12 When Jesus had washed their feet and put on his outer clothing, he reclined again and said to them, “Do you know what I have done for you? 13 You call me Teacher and Lord—and you are speaking rightly, since that is what I am. 14 So if I, your Lord and Teacher, have washed your feet, you also ought to wash one another’s feet. 15 For I have given you an example, that you also should do just as I have done for you. – John 13:12-15
Think about the events of this day and what they mean for your life as a believer. Specifically, how the command he gave his disciples has shaped your life.
Keep in mind that Jesus knew what tomorrow would bring, even though his disciples didn’t. Every word and every action from Jesus came from his knowledge of the future.
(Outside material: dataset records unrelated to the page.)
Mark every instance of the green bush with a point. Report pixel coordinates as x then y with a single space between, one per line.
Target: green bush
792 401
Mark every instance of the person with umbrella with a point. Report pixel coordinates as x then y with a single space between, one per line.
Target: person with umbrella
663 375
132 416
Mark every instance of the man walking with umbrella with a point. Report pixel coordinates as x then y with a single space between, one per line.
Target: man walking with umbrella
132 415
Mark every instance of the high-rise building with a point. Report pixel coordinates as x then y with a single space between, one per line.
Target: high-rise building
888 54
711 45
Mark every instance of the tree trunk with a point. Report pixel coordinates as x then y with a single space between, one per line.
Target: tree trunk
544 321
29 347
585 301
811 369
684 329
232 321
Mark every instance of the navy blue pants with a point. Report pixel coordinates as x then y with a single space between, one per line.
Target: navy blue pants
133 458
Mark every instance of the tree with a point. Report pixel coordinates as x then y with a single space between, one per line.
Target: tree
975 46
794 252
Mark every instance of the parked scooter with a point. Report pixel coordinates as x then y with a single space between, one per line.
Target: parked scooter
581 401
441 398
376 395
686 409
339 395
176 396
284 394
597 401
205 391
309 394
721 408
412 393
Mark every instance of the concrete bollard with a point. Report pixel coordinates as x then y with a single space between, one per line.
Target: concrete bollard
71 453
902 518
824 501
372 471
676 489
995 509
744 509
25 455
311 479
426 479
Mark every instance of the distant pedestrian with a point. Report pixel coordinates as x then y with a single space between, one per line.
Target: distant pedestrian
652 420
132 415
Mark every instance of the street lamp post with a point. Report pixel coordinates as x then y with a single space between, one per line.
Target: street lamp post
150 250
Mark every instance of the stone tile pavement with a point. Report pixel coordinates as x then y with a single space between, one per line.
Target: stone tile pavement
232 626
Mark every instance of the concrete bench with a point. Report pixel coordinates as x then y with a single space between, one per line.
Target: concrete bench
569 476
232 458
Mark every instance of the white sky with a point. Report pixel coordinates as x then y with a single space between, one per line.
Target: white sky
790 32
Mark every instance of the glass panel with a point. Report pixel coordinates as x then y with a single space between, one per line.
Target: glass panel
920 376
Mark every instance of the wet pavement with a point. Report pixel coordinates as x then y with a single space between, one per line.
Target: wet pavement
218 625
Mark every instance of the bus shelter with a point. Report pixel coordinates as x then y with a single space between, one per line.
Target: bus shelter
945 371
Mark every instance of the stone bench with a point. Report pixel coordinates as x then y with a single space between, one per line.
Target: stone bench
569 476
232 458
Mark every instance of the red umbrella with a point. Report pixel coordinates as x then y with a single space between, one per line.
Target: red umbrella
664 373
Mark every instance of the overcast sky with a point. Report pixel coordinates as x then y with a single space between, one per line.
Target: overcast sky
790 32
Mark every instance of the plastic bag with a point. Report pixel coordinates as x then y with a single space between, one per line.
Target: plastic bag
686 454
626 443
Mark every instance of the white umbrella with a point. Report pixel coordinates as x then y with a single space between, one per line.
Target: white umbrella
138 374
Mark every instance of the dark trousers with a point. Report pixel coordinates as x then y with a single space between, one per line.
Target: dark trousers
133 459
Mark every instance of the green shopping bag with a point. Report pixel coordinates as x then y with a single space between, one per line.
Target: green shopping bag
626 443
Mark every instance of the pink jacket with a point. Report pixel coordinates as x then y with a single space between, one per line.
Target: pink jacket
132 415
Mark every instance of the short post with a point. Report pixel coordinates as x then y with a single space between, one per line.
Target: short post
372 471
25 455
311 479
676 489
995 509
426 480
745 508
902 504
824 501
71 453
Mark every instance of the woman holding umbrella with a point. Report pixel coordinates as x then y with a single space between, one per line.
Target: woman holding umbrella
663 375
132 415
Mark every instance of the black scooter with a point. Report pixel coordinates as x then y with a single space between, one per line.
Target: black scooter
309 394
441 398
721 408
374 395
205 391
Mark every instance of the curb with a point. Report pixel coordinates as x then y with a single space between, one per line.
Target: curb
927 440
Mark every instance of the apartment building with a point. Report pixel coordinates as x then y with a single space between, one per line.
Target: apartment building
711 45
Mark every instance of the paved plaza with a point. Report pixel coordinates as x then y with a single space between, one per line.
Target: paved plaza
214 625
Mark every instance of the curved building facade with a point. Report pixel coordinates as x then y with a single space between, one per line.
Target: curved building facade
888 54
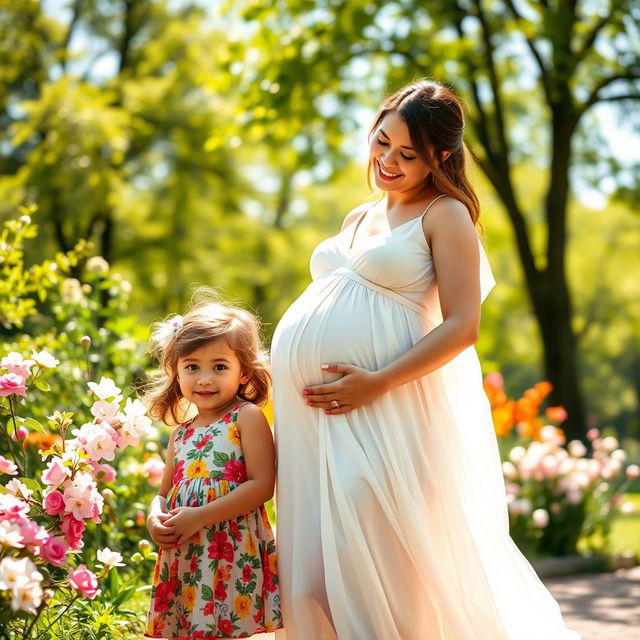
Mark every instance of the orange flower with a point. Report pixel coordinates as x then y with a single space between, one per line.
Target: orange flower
43 441
189 597
242 605
233 435
250 545
197 469
223 574
544 388
557 414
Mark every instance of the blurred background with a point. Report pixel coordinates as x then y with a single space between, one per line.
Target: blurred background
217 143
148 146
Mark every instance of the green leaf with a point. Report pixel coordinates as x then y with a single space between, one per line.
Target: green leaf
207 593
43 385
34 424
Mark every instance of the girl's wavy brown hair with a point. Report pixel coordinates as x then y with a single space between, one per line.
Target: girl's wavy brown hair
208 317
435 119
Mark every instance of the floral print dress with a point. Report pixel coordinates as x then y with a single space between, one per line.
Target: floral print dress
222 582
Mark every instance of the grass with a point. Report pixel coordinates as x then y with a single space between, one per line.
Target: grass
625 532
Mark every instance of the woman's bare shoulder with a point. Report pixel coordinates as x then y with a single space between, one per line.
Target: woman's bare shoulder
354 214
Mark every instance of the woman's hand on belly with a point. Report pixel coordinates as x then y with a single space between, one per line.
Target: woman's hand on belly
356 388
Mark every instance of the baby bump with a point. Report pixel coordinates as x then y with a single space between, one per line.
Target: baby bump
352 324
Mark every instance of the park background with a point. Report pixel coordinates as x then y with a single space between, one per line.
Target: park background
161 144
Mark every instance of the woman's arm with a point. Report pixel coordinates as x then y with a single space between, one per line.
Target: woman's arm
454 248
157 512
259 456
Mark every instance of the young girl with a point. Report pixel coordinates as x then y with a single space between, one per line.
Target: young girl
216 572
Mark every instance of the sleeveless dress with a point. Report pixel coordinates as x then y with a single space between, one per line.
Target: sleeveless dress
392 518
222 582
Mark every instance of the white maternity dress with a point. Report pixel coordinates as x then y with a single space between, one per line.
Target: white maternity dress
392 519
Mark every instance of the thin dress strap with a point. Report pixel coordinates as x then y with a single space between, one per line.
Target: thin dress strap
442 195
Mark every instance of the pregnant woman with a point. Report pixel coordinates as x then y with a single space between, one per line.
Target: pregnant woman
392 518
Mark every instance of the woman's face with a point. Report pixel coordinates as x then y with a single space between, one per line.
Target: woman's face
396 164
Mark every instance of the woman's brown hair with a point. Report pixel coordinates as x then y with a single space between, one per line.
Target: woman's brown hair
207 318
435 119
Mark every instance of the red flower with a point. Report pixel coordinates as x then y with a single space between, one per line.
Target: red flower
178 472
235 471
235 531
203 441
220 593
220 547
225 626
164 593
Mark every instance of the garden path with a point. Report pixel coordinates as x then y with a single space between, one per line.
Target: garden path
599 606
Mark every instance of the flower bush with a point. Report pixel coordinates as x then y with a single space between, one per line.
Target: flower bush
43 518
557 494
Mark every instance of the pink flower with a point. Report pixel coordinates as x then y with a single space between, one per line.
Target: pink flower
110 558
153 469
494 379
8 467
106 412
19 434
593 433
84 581
55 473
53 503
11 383
33 534
633 471
14 363
73 530
55 551
235 471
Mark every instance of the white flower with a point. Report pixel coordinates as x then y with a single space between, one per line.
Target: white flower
509 470
516 454
7 466
609 443
135 424
12 569
15 363
98 440
540 518
520 507
106 389
19 489
27 595
97 264
577 449
110 558
10 536
44 359
107 411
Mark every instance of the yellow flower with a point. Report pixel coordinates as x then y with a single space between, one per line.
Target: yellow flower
189 597
233 435
250 545
273 565
197 469
242 606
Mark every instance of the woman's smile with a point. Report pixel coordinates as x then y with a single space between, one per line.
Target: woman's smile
386 174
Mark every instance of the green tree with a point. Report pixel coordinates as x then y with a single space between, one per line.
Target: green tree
531 72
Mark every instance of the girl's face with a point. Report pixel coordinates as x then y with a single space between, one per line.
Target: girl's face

When we grasp that Jesus knew what was ahead when he prayed, “My Father, if it be possible, let this cup pass from me; nevertheless, not as I will, but as you will (Matthew 26:39),” in the garden, Maundy Thursday will never look the same.
Reflection: Have you ever washed someone’s feet? Examine this action in the Bible. Close your eyes and dwell on the how you treat others on your best day. Consider how Jesus knows his closest friends will dessert him, but choosing to wash their feet anyway. Recognize the love and humility as the God of all creation does the work of a slave, washing the disciple’s feet.
Why is this act so meaningful to the disciples? Why does it still carry significance in today’s culture? What else about this Thursday in Jesus’ life stands out to you?
Pray: Jesus, thank you for showing us how to treat others. May we see everyone the way you see them and treat them accordingly. May we be your disciples here on earth. Allow us to be your hands and feet to those around us. Lead us and use us for your purposes. Amen.